Wind Surfing Creator Rescued by Coast Guard
LOS ANGELES (AP) _ The man credited with inventing the sport of wind surfing was rescued from the waters off Santa Catalina Island when he tried to surf 20 miles from the mainland to the island, authorities said.
″I was a little chagrined to be pulled out of the water,″ said Jim Drake, 59. ″The great wind surfer himself 3/8″
″That guy ought to get down on his knees and pray to God that he was saved,″ Coast Guard Lt.

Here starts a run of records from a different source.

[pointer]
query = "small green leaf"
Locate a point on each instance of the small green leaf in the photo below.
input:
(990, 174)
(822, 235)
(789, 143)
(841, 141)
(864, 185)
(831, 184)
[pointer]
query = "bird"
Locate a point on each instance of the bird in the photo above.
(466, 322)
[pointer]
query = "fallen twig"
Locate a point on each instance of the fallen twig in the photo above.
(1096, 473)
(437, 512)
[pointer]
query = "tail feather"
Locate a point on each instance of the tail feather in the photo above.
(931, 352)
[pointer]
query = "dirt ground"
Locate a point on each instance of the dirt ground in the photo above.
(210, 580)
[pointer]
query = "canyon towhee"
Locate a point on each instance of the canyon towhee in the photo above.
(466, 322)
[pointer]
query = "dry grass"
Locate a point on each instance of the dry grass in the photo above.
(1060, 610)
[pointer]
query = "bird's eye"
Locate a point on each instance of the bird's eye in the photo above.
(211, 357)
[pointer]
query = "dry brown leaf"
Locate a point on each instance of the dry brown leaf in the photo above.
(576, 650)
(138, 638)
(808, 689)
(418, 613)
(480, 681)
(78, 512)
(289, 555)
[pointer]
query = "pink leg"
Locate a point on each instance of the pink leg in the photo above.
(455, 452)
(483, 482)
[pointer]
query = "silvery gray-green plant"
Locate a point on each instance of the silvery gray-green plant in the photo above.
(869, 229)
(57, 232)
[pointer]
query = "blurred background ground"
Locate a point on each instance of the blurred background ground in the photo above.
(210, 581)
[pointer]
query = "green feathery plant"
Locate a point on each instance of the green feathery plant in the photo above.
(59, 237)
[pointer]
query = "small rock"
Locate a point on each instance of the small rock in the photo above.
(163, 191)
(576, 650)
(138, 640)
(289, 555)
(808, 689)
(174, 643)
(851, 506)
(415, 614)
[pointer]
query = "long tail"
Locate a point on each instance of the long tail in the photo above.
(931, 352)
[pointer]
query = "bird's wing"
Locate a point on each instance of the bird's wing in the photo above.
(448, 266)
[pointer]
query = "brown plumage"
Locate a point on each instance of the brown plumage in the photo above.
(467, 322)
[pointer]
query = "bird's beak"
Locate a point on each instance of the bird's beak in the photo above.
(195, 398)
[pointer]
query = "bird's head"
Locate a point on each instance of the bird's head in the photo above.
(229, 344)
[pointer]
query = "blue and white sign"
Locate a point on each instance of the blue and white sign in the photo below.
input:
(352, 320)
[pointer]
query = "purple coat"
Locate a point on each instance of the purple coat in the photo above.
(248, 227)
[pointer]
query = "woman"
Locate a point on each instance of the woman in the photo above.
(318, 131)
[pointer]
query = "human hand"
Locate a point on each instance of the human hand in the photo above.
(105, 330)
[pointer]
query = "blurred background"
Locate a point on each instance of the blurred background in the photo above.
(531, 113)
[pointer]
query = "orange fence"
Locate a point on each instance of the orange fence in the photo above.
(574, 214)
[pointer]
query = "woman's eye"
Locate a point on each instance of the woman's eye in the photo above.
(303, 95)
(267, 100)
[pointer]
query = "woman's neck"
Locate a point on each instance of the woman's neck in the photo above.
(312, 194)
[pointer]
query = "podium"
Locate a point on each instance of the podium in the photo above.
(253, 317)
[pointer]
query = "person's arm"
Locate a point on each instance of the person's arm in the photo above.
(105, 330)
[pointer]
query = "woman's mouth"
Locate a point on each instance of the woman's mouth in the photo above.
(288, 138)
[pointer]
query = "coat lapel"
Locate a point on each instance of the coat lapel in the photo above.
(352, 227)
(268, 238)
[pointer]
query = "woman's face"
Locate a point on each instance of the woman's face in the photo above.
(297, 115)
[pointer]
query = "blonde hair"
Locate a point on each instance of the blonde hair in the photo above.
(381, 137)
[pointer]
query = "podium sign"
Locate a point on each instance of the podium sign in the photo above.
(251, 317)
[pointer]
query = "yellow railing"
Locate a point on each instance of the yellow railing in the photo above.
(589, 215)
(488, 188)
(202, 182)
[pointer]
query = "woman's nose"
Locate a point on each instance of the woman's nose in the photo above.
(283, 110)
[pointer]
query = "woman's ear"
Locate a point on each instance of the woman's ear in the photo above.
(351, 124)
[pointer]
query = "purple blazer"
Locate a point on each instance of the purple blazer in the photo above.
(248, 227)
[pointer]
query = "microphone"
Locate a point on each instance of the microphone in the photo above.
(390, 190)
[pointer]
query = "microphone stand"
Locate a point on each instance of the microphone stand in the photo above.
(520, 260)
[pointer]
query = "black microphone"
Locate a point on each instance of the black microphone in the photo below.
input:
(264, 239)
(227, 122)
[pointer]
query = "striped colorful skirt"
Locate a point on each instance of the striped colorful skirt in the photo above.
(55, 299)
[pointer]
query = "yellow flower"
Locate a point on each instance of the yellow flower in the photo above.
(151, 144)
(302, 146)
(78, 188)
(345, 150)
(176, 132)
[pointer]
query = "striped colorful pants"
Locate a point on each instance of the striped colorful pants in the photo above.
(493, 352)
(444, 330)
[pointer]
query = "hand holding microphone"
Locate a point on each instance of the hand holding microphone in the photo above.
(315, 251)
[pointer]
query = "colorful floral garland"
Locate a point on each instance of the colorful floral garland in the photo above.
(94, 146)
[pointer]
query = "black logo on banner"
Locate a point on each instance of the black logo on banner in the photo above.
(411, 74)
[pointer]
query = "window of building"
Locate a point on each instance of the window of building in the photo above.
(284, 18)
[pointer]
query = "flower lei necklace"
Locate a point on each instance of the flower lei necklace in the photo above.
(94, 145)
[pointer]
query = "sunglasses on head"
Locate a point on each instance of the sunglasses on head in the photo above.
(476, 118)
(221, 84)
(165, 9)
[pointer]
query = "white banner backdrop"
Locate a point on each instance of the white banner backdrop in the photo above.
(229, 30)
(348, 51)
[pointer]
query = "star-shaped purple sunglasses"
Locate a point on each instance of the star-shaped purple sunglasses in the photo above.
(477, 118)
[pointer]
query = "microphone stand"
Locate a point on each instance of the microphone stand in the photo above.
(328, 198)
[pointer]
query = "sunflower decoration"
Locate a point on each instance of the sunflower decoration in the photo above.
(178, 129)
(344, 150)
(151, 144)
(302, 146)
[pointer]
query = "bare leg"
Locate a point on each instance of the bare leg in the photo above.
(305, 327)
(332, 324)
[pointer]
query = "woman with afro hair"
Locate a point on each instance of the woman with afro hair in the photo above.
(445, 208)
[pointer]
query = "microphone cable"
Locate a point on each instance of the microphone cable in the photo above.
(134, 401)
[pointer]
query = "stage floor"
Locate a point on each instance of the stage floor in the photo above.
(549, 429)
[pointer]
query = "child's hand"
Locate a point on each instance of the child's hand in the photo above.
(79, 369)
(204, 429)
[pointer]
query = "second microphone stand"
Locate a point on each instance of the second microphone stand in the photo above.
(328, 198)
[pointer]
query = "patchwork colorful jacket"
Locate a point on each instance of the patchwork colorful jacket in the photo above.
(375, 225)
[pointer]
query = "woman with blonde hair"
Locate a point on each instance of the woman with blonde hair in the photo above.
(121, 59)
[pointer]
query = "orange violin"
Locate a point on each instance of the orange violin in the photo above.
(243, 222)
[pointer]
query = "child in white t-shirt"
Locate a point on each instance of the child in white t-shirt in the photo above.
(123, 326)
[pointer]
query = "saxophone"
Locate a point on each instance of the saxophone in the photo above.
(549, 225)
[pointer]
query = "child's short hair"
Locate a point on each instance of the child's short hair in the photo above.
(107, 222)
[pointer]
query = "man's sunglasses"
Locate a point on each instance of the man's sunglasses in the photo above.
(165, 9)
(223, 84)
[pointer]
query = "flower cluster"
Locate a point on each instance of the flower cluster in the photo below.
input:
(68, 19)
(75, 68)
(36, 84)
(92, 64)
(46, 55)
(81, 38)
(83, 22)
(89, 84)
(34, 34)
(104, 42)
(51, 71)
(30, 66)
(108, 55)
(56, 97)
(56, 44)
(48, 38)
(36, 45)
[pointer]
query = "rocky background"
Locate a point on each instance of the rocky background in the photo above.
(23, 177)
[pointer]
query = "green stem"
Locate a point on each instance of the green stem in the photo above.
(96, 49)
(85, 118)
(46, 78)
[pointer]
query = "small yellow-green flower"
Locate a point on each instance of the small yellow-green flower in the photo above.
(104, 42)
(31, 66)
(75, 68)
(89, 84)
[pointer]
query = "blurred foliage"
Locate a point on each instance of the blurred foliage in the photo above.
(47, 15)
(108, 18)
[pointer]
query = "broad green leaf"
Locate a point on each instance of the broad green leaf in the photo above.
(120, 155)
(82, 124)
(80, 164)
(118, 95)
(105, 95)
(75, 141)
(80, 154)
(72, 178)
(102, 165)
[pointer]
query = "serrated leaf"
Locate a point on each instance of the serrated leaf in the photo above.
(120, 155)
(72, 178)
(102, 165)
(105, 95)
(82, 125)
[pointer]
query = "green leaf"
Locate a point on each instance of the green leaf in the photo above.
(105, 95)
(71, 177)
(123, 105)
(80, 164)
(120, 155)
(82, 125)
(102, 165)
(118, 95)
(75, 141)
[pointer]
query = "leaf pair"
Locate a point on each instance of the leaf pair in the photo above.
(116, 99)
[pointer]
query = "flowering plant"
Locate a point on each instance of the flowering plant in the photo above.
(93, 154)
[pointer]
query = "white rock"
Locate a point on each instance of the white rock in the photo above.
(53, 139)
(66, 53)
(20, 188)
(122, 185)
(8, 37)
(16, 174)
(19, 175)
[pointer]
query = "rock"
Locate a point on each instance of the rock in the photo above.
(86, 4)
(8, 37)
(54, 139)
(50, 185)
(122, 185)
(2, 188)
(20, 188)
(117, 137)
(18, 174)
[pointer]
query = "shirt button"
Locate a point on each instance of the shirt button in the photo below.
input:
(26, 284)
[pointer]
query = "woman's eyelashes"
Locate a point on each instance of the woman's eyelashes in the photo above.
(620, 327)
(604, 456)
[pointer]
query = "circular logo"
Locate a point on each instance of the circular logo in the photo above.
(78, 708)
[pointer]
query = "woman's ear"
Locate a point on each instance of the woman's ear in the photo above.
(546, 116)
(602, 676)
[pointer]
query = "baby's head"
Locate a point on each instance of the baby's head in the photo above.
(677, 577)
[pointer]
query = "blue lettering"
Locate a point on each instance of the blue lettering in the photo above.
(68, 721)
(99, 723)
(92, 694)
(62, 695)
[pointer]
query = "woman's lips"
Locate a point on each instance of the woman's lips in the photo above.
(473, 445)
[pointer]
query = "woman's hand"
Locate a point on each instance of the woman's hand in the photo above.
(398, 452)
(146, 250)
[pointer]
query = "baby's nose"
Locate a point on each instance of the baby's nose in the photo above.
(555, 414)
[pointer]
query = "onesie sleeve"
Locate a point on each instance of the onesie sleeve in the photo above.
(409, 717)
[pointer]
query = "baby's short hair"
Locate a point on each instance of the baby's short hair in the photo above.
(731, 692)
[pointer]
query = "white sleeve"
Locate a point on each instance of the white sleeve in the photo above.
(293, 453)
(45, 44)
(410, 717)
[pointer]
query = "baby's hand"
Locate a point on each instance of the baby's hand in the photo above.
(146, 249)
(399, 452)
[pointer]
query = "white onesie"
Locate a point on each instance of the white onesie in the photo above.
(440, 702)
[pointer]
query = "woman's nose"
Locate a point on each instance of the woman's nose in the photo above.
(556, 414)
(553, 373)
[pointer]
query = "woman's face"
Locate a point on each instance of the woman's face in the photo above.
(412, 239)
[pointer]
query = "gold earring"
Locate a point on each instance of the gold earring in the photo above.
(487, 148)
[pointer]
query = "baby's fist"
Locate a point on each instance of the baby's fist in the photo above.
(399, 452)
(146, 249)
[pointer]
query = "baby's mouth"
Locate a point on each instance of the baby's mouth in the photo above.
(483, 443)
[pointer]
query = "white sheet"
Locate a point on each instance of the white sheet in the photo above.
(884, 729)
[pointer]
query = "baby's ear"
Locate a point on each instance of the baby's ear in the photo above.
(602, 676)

Robert Randall said after the rescue late Wednesday night. ″It was close.″
Drake, who lives in the seaside city of Santa Monica, said he set out at noon Wednesday from Cabrillo Beach in San Pedro to test an experimental new craft called the ″Water Spyder.″
The craft is an elongated sailboard with a small outrigger on each side, designed for stability on long-distance excursions.
An escort boat was following as Drake, who had twice before wind surfed to the island and back to the mainland, left with another surfer.
About halfway to the island’s Isthmus Cove, Drake said he became confident in the performance of the new equipment and traded the board for the conventional rig his companion, Kaz Yamada, was using.
The escort boat then set off after Yamada, expecting to meet Drake on shore later, but he failed to arrive.
He was spotted four miles from the island at about 8:30 p.m. by a county lifeguard patrol boat working with a Coast Guard helicopter.
Drake, an engineer, and his former partner, Hoyle Schweitzer, obtained the first patent for a sailboard in 1970.